The answer lies in the fact that most independents are not, well, independent. Of all the likely voters who called themselves independents in nine days of the Post-ABC tracking poll, fully three-quarters (75 percent) — said they tend to lean toward one party or the other. (The remainder are known as “pure” independents.)

And it’s among those shadow partisans that Obama is struggling. Ninety-two percent of Republican-leaning independents said they plan to support Romney, while 84 percent of Democratic-leaning independents are backing Obama.

It’s not just in the head-to-head matchup that the difference between GOP-leaning and Democratic-leaning independents is visible.

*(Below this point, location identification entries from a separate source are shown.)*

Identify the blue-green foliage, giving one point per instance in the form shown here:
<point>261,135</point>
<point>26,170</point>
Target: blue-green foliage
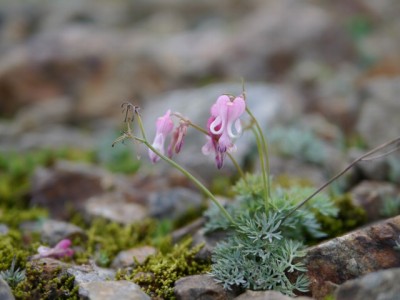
<point>299,143</point>
<point>262,248</point>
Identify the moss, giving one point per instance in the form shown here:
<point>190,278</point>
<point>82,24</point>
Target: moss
<point>106,239</point>
<point>349,217</point>
<point>17,168</point>
<point>46,283</point>
<point>159,272</point>
<point>13,217</point>
<point>12,245</point>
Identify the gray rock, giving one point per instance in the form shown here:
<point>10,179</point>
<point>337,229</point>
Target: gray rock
<point>5,291</point>
<point>377,285</point>
<point>53,231</point>
<point>381,104</point>
<point>379,199</point>
<point>266,295</point>
<point>189,230</point>
<point>350,256</point>
<point>173,203</point>
<point>110,290</point>
<point>90,273</point>
<point>126,258</point>
<point>200,287</point>
<point>115,207</point>
<point>209,240</point>
<point>66,185</point>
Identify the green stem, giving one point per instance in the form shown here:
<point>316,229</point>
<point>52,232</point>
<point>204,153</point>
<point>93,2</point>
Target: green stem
<point>264,152</point>
<point>184,172</point>
<point>235,163</point>
<point>263,171</point>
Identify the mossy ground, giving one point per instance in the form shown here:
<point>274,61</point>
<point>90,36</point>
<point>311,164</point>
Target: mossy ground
<point>104,241</point>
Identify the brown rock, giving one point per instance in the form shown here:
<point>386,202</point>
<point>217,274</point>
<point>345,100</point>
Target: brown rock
<point>200,287</point>
<point>67,186</point>
<point>352,255</point>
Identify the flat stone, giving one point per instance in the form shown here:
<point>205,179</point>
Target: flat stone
<point>352,255</point>
<point>114,207</point>
<point>68,185</point>
<point>90,273</point>
<point>110,290</point>
<point>371,196</point>
<point>126,258</point>
<point>53,231</point>
<point>200,287</point>
<point>377,285</point>
<point>174,202</point>
<point>266,295</point>
<point>5,291</point>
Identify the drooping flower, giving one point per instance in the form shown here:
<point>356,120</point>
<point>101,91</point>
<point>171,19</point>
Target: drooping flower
<point>177,138</point>
<point>164,127</point>
<point>225,115</point>
<point>60,250</point>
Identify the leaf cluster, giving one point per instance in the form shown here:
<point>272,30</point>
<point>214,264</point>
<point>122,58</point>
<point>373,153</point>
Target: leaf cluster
<point>264,248</point>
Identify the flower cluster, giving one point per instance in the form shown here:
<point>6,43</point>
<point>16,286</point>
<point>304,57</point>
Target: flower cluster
<point>223,127</point>
<point>164,127</point>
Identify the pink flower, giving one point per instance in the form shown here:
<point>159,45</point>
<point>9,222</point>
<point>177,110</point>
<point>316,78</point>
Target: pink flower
<point>164,127</point>
<point>225,114</point>
<point>60,250</point>
<point>177,138</point>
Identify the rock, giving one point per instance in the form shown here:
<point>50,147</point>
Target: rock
<point>115,207</point>
<point>126,258</point>
<point>68,185</point>
<point>381,104</point>
<point>209,240</point>
<point>378,199</point>
<point>90,273</point>
<point>5,290</point>
<point>266,295</point>
<point>174,203</point>
<point>269,103</point>
<point>109,290</point>
<point>200,287</point>
<point>53,231</point>
<point>352,255</point>
<point>189,230</point>
<point>376,285</point>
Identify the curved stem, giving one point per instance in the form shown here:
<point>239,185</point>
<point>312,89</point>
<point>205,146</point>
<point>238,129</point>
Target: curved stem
<point>366,157</point>
<point>264,152</point>
<point>184,172</point>
<point>263,171</point>
<point>192,178</point>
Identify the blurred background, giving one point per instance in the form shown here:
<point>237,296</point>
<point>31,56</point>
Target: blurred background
<point>66,67</point>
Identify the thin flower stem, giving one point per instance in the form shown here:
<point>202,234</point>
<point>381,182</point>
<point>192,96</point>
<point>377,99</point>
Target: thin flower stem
<point>192,178</point>
<point>238,168</point>
<point>264,152</point>
<point>366,157</point>
<point>184,172</point>
<point>263,171</point>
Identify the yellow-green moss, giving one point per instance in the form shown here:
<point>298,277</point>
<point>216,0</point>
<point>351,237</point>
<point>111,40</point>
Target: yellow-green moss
<point>349,217</point>
<point>13,245</point>
<point>159,272</point>
<point>106,239</point>
<point>43,283</point>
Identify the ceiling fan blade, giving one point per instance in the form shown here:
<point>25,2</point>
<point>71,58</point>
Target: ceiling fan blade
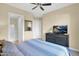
<point>42,8</point>
<point>34,3</point>
<point>46,4</point>
<point>34,7</point>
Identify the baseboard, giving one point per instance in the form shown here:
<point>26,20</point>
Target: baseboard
<point>74,49</point>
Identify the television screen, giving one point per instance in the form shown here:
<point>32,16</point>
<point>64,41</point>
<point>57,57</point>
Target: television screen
<point>60,29</point>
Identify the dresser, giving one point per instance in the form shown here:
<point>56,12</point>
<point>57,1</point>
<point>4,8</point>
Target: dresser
<point>60,39</point>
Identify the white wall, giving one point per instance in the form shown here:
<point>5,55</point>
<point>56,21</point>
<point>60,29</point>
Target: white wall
<point>37,28</point>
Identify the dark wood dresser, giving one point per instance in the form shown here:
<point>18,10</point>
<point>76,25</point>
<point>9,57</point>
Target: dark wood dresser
<point>60,39</point>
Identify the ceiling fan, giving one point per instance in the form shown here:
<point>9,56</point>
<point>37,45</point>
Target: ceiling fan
<point>40,5</point>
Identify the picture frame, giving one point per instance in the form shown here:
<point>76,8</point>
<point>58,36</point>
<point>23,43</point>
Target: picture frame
<point>28,25</point>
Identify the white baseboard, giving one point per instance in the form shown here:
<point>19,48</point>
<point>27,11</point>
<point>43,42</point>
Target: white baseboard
<point>74,49</point>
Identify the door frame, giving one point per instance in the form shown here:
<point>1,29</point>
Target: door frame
<point>21,17</point>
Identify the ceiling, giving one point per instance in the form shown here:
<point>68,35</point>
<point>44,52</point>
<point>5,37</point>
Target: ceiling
<point>38,12</point>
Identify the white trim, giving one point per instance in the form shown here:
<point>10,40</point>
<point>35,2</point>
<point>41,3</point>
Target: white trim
<point>11,14</point>
<point>74,49</point>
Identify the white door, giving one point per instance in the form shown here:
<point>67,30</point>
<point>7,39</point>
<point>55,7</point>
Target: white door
<point>16,27</point>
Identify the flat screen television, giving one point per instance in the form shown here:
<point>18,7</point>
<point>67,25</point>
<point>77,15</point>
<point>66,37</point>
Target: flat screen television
<point>60,29</point>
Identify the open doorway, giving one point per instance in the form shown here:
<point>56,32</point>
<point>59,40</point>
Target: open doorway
<point>15,27</point>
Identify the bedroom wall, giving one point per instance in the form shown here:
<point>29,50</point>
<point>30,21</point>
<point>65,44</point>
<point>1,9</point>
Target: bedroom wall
<point>4,9</point>
<point>65,16</point>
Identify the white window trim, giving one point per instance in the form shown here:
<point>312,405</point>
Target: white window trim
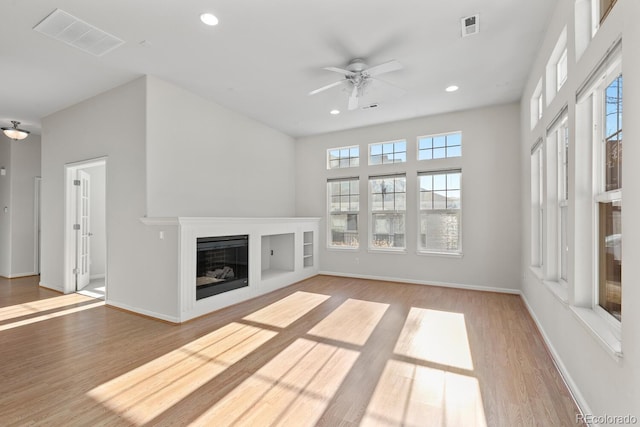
<point>370,247</point>
<point>419,251</point>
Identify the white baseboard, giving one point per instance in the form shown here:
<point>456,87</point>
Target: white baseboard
<point>148,313</point>
<point>53,288</point>
<point>17,275</point>
<point>425,282</point>
<point>571,385</point>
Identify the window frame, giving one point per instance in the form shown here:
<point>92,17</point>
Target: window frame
<point>446,146</point>
<point>423,249</point>
<point>330,244</point>
<point>372,213</point>
<point>340,158</point>
<point>382,153</point>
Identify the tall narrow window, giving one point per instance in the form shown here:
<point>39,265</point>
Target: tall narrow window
<point>440,211</point>
<point>388,208</point>
<point>563,197</point>
<point>610,201</point>
<point>344,208</point>
<point>388,152</point>
<point>343,157</point>
<point>537,205</point>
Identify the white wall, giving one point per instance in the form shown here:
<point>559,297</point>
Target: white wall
<point>490,183</point>
<point>602,384</point>
<point>98,249</point>
<point>206,160</point>
<point>5,202</point>
<point>141,270</point>
<point>17,227</point>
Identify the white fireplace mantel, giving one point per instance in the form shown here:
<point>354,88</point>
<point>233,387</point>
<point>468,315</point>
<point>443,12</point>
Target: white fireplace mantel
<point>271,240</point>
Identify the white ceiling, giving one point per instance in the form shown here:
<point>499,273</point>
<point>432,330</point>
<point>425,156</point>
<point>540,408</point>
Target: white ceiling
<point>265,56</point>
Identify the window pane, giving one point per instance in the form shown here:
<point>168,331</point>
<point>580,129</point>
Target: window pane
<point>424,143</point>
<point>440,182</point>
<point>440,231</point>
<point>425,155</point>
<point>388,231</point>
<point>439,141</point>
<point>439,153</point>
<point>454,151</point>
<point>610,258</point>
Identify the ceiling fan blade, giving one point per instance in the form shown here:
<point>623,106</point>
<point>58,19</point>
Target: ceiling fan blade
<point>387,67</point>
<point>329,86</point>
<point>353,99</point>
<point>340,70</point>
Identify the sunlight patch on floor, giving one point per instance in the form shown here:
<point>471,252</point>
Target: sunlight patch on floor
<point>287,310</point>
<point>147,391</point>
<point>13,311</point>
<point>412,395</point>
<point>49,316</point>
<point>435,336</point>
<point>294,388</point>
<point>352,322</point>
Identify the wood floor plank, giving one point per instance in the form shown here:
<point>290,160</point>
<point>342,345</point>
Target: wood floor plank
<point>327,351</point>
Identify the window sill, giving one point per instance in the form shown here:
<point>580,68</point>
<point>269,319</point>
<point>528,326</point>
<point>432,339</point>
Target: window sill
<point>343,248</point>
<point>601,330</point>
<point>559,290</point>
<point>388,251</point>
<point>440,254</point>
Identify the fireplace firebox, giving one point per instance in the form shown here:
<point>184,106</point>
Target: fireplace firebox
<point>222,264</point>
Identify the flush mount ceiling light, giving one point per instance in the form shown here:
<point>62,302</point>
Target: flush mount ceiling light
<point>15,133</point>
<point>209,19</point>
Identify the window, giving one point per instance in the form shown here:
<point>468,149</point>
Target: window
<point>556,70</point>
<point>609,200</point>
<point>562,136</point>
<point>440,211</point>
<point>388,206</point>
<point>388,152</point>
<point>537,205</point>
<point>344,207</point>
<point>561,69</point>
<point>344,157</point>
<point>536,105</point>
<point>603,8</point>
<point>440,146</point>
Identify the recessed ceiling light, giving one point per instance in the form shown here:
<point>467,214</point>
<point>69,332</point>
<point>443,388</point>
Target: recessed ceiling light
<point>209,19</point>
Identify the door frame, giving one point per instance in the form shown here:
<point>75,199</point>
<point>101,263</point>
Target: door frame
<point>70,172</point>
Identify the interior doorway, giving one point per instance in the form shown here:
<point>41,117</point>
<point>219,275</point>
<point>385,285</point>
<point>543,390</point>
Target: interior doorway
<point>85,219</point>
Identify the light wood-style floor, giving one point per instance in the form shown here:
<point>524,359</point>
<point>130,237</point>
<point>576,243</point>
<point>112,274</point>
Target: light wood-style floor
<point>327,351</point>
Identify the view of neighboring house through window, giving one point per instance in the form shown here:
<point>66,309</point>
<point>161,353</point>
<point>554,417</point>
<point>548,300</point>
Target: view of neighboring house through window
<point>388,207</point>
<point>344,157</point>
<point>344,207</point>
<point>440,211</point>
<point>440,146</point>
<point>563,196</point>
<point>609,201</point>
<point>388,152</point>
<point>537,205</point>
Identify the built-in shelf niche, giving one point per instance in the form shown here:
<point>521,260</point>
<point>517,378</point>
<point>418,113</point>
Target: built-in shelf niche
<point>278,255</point>
<point>307,245</point>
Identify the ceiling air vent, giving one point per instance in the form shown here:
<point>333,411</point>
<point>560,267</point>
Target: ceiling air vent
<point>68,29</point>
<point>470,25</point>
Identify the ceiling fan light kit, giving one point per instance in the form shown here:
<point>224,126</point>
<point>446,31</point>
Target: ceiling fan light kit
<point>358,75</point>
<point>15,132</point>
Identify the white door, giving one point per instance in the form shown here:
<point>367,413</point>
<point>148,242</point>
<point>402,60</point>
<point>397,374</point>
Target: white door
<point>82,227</point>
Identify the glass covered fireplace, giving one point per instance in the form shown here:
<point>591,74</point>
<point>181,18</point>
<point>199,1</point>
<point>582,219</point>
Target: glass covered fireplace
<point>222,264</point>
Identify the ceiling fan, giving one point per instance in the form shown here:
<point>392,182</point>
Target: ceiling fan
<point>358,76</point>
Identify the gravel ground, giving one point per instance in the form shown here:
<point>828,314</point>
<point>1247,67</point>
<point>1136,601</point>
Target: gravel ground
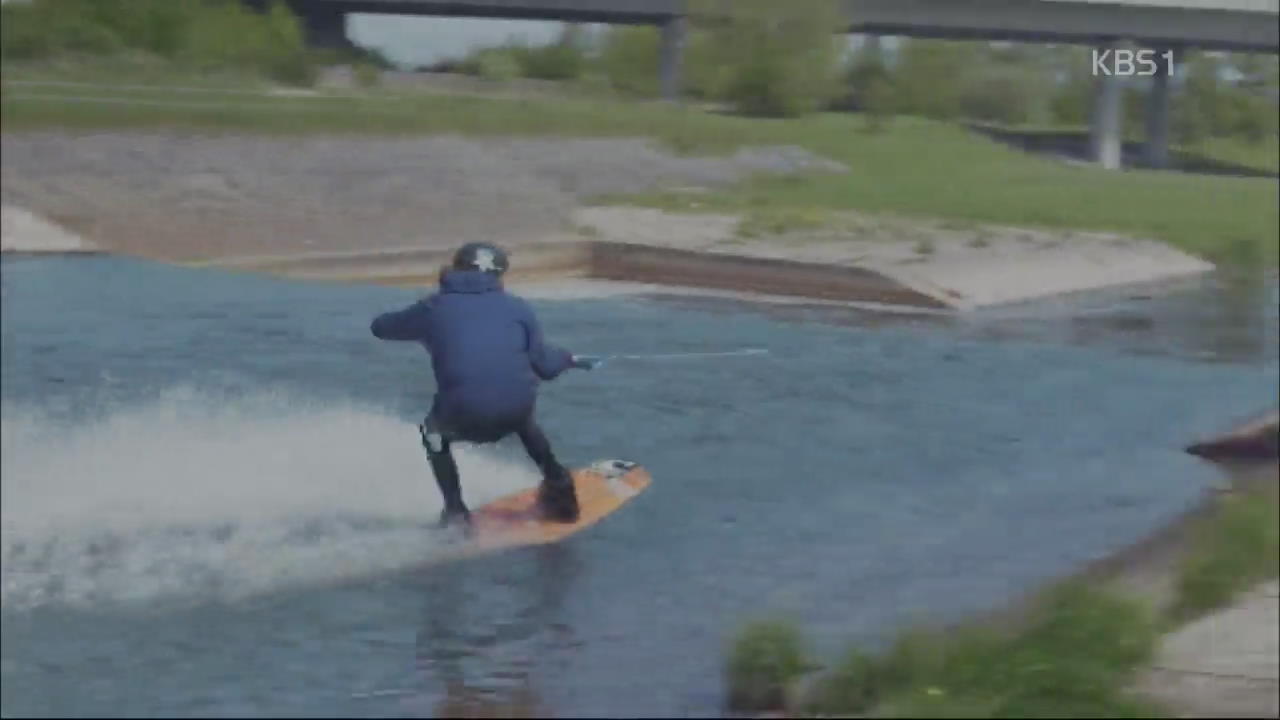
<point>183,196</point>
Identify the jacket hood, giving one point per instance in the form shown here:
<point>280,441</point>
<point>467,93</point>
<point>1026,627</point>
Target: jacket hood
<point>470,281</point>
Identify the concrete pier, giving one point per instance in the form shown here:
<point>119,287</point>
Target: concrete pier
<point>1105,140</point>
<point>673,33</point>
<point>1156,151</point>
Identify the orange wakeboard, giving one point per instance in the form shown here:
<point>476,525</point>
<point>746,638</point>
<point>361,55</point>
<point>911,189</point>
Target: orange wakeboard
<point>512,520</point>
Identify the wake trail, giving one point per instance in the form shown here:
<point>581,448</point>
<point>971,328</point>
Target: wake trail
<point>184,499</point>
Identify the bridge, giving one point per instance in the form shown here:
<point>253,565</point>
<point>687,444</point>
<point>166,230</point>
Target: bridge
<point>1164,26</point>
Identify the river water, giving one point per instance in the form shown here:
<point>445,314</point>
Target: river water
<point>214,500</point>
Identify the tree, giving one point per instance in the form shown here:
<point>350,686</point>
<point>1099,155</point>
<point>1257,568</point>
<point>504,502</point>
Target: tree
<point>778,59</point>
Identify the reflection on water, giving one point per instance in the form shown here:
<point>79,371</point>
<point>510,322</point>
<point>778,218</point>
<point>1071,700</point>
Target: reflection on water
<point>481,655</point>
<point>867,469</point>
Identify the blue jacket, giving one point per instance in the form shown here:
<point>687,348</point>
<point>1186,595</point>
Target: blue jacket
<point>485,345</point>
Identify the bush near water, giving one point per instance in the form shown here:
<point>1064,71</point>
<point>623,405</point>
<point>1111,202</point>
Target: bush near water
<point>1077,654</point>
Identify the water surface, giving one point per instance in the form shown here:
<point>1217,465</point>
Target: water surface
<point>214,500</point>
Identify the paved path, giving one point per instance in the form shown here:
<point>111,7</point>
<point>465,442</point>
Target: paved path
<point>1225,664</point>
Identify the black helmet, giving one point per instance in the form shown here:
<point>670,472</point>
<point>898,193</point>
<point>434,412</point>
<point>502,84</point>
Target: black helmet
<point>480,256</point>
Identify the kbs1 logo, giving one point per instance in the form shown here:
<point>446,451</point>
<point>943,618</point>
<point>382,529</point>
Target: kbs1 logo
<point>1130,63</point>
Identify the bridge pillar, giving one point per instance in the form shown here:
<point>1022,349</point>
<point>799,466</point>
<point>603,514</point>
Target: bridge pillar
<point>324,26</point>
<point>673,32</point>
<point>1105,139</point>
<point>1156,150</point>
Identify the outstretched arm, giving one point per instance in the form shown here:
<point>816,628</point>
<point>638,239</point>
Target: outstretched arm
<point>410,323</point>
<point>548,360</point>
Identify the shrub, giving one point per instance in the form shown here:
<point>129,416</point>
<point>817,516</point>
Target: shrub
<point>780,59</point>
<point>766,657</point>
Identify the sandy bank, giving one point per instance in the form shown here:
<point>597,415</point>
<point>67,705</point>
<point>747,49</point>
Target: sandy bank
<point>22,231</point>
<point>388,210</point>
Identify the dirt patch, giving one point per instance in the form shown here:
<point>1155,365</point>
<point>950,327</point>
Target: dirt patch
<point>187,196</point>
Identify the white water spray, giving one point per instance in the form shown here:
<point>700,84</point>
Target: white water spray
<point>193,499</point>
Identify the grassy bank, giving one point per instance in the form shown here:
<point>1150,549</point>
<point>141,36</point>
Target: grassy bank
<point>914,168</point>
<point>1077,652</point>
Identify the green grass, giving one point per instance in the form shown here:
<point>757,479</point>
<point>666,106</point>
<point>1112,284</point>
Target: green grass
<point>1075,654</point>
<point>914,168</point>
<point>764,657</point>
<point>1235,548</point>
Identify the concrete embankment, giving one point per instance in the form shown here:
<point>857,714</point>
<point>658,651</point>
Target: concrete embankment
<point>693,251</point>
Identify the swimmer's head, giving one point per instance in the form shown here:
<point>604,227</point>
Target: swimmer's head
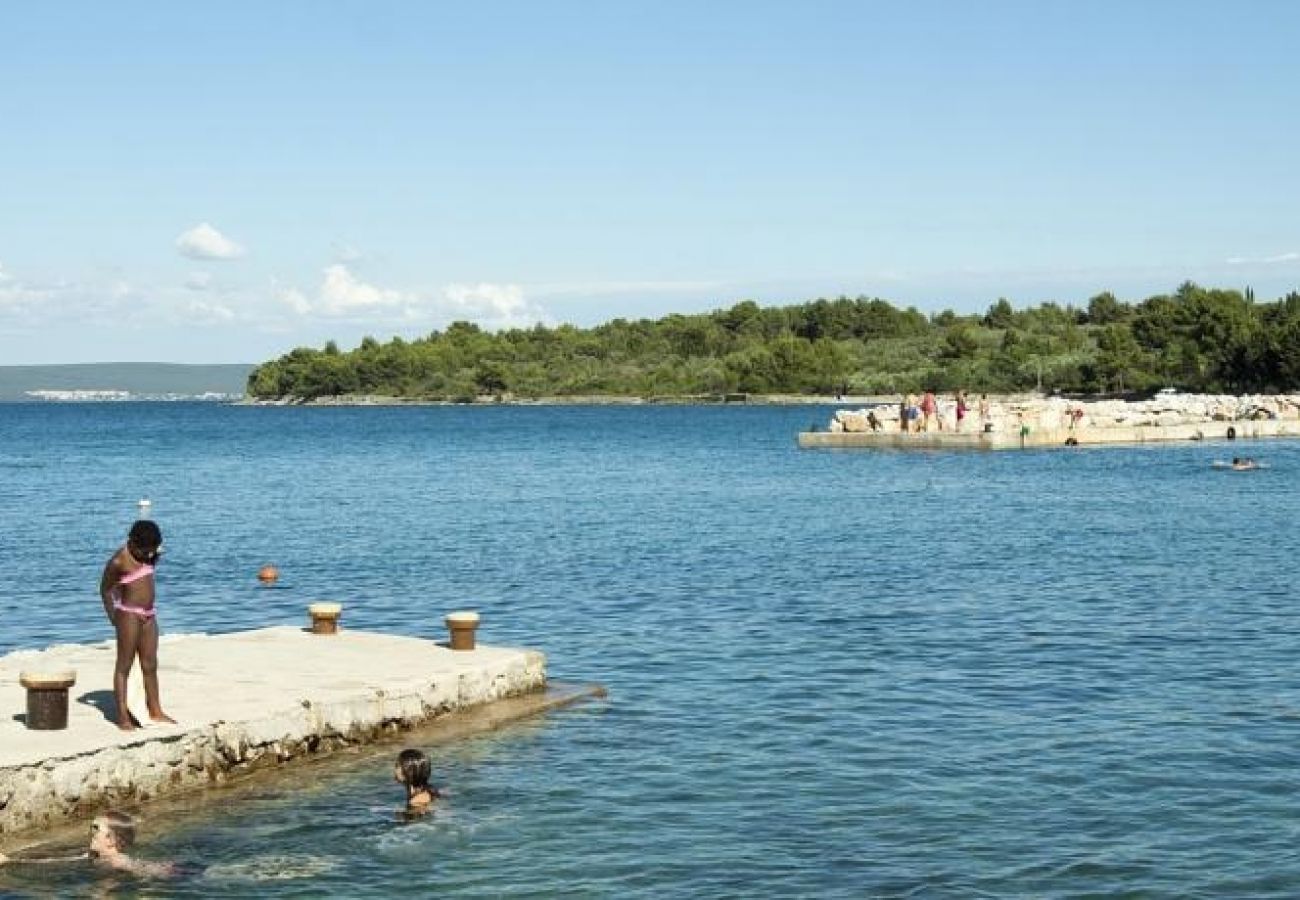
<point>116,830</point>
<point>412,770</point>
<point>146,540</point>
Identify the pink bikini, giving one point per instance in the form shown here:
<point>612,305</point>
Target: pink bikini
<point>130,578</point>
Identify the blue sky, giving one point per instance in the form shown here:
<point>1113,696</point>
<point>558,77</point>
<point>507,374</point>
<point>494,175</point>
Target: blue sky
<point>221,184</point>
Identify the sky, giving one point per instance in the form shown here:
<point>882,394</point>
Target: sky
<point>198,184</point>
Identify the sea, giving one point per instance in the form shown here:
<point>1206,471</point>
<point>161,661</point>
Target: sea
<point>831,674</point>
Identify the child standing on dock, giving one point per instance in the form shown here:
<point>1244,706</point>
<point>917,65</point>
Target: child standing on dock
<point>126,588</point>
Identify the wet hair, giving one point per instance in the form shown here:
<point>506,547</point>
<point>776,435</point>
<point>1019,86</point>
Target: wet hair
<point>415,769</point>
<point>147,537</point>
<point>120,827</point>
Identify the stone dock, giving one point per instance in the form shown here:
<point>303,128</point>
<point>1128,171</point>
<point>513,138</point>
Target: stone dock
<point>242,702</point>
<point>1027,423</point>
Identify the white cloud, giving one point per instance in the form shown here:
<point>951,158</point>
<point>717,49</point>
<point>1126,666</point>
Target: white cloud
<point>1268,260</point>
<point>294,299</point>
<point>622,288</point>
<point>499,306</point>
<point>206,242</point>
<point>346,252</point>
<point>208,314</point>
<point>342,293</point>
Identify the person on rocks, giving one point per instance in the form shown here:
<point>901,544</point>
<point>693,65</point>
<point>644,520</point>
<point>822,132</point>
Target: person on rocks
<point>930,410</point>
<point>126,588</point>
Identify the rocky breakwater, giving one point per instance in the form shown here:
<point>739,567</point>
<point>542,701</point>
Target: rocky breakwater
<point>1040,422</point>
<point>242,701</point>
<point>1054,412</point>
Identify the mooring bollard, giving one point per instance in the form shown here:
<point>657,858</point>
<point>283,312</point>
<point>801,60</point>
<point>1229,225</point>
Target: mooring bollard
<point>325,618</point>
<point>47,699</point>
<point>462,627</point>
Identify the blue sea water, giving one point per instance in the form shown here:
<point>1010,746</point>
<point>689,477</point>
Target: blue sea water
<point>1025,674</point>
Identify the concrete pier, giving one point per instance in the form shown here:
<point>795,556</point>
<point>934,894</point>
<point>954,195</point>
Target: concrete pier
<point>242,701</point>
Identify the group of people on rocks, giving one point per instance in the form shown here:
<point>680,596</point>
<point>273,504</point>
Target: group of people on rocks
<point>921,415</point>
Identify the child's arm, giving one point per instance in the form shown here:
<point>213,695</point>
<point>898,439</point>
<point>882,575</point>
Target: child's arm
<point>107,582</point>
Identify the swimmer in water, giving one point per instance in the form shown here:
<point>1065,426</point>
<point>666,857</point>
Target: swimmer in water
<point>412,770</point>
<point>111,835</point>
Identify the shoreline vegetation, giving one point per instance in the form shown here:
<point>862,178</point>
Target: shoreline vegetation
<point>1197,340</point>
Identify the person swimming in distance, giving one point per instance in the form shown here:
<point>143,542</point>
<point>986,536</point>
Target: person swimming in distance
<point>412,770</point>
<point>111,835</point>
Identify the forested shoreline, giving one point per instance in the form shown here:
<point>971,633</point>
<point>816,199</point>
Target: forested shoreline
<point>1195,338</point>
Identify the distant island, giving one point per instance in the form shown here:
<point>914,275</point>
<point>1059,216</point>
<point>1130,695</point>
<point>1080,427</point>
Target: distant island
<point>122,381</point>
<point>1196,340</point>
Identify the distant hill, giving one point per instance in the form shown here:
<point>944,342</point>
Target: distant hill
<point>137,379</point>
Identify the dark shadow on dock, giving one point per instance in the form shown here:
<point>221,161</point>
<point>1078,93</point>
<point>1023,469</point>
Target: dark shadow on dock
<point>103,701</point>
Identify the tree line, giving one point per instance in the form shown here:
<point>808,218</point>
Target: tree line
<point>1195,338</point>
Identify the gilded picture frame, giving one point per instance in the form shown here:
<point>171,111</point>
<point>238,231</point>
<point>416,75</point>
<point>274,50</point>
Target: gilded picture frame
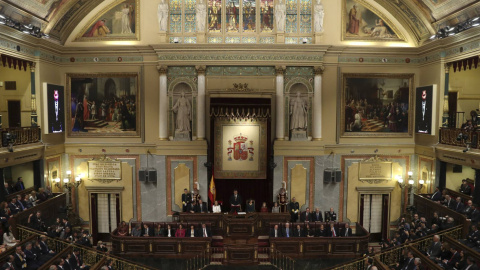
<point>379,105</point>
<point>372,25</point>
<point>240,150</point>
<point>115,98</point>
<point>113,19</point>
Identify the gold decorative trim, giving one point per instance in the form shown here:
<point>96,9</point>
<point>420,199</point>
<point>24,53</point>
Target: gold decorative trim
<point>100,14</point>
<point>400,36</point>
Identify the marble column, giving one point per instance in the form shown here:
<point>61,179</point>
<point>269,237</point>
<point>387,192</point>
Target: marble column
<point>201,102</point>
<point>279,108</point>
<point>33,115</point>
<point>446,122</point>
<point>317,104</point>
<point>163,104</point>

Among all registered voters, 69 percent of Republican-leaning independents say they are following the election closely while just 49 percent of Democratic-leaning independents say the same. (Just more than four in 10 — 41 percent — of pure independents say they are closely following the election.)

That gap between partisan-leaning independents was just nine points in September but has now grown to a 20-point edge this month as the election draws near.

By way of comparison, in Post-ABC polling conducted in October 2008, 62 percent of Democratic-leaning independents said they were closely following the election while 60 percent of Republican-leaning said the same.

Among independents who say they are “absolutely certain” to vote, 87 percent of Republican-leaning independents express that sentiment, compared with 81 percent of Democratic-leaning independents.

What all those numbers mean is that among independent voters — who tend to be less likely to turn out, even in a presidential election, than partisans — Romney has a clear edge.

It’s difficult to see Romney losing with such an edge over independents. But even as he carries this lead among independents — not just in national polls, but also in many state polls — Romney is struggling to maintain his advantage in states like Colorado and Virginia, as well as break through President Obama’s lead in Ohio. Recent polls show that Romney’s lead Florida may be on shaky ground.

Could it be that state polls are simply lagging behind national trends? Perhaps. However, Romney’s advantage in national polls has been apparent for days, if not a couple of weeks, now. One would think it would have trickled down into swing state polls at this point, or perhaps Romney just had that much ground to makeup.

But with exactly a week left to go until election day, Romney’s campaign better hope he starts peaking at the right moment, because time is quickly running out.